The tight focus on warfighters’ experience and inner intentions will also raise questions for some readers about the wider context of conflict and the bearing this has both on soldiers’ attitudes and experience and the morality of killing. In defending callousness and dehumanization as techniques to avoid moral injury, LiVecche draws on a study of Israeli Defence Force snipers. There is little consideration of the ways in which the wider Israeli/Palestinian situation (or other comparable situations) might establish dynamics of mutual dehumanization, in which dehumanization becomes systemic rather than an occasional technique employed by individual professional soldiers. As Judith Butler insists, we need to examine how people become grievable or ungrievable and the broader frameworks of moral formation in which violence appears as solution (Frames of War (London: Verso, 2016)). The possibility of ‘sin’ in combat situations is not just a matter of individual acts and attitudes, but also a matter of enduring patterns of relationships that, for good or ill, shape our moral vision and our sense of the choices before us. No book can do everything, naturally, and LiVecche does clearly state at the outset that he belongs to the just war tradition, but some readers will find this absence of a broader moral frame troubling.
Lastly, readers not entirely on board with LiVecche's take on the just war tradition may find themselves alienated by the language of the book, which occasionally leans towards a Boys’ Own idealization of the ‘realm of blood and iron’. In what is otherwise a well-written book, it is disappointing to find gratuitous asides such as the suggestion that, where a good person refuses to fight to protect the innocent, moral injury ‘might enter in where the good man's backbone used to be’ (p. 9); these should have been removed.

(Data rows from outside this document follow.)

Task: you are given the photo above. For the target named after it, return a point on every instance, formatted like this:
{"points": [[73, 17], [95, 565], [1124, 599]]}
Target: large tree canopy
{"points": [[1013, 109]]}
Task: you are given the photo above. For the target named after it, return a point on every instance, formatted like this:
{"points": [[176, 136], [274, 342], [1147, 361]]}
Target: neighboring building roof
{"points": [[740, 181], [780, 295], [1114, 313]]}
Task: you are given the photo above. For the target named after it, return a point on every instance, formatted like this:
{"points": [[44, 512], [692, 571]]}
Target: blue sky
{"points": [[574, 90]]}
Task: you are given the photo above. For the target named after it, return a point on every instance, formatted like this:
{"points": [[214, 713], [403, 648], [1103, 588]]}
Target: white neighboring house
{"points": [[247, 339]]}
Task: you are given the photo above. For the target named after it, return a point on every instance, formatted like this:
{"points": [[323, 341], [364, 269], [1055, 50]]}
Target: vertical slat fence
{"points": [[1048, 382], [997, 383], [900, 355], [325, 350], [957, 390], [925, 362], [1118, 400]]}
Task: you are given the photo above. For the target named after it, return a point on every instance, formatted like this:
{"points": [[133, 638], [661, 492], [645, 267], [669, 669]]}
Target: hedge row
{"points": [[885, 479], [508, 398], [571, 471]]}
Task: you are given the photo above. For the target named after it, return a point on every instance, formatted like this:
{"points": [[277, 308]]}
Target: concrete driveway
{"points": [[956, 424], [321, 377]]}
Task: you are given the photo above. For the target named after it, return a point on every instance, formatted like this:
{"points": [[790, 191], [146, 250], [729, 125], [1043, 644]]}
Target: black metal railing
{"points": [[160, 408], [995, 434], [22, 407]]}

‘Hawk’ readers will likely find LiVecche's work compelling and useful. ‘Dove’ readers will benefit from engaging with it, but may find it rather more like a model trainset, in that it is admirably well put together and functional but they are unable to get on board. To all readers, however, LiVecche's work poses an important challenge, which ‘doves’ in particular are liable to overlook: what do Christian theologians have to say to those who are morally, spiritually and psychologically injured as a result of war? For rising to this challenge, and for the good points noted above, LiVecche's work is to be commended.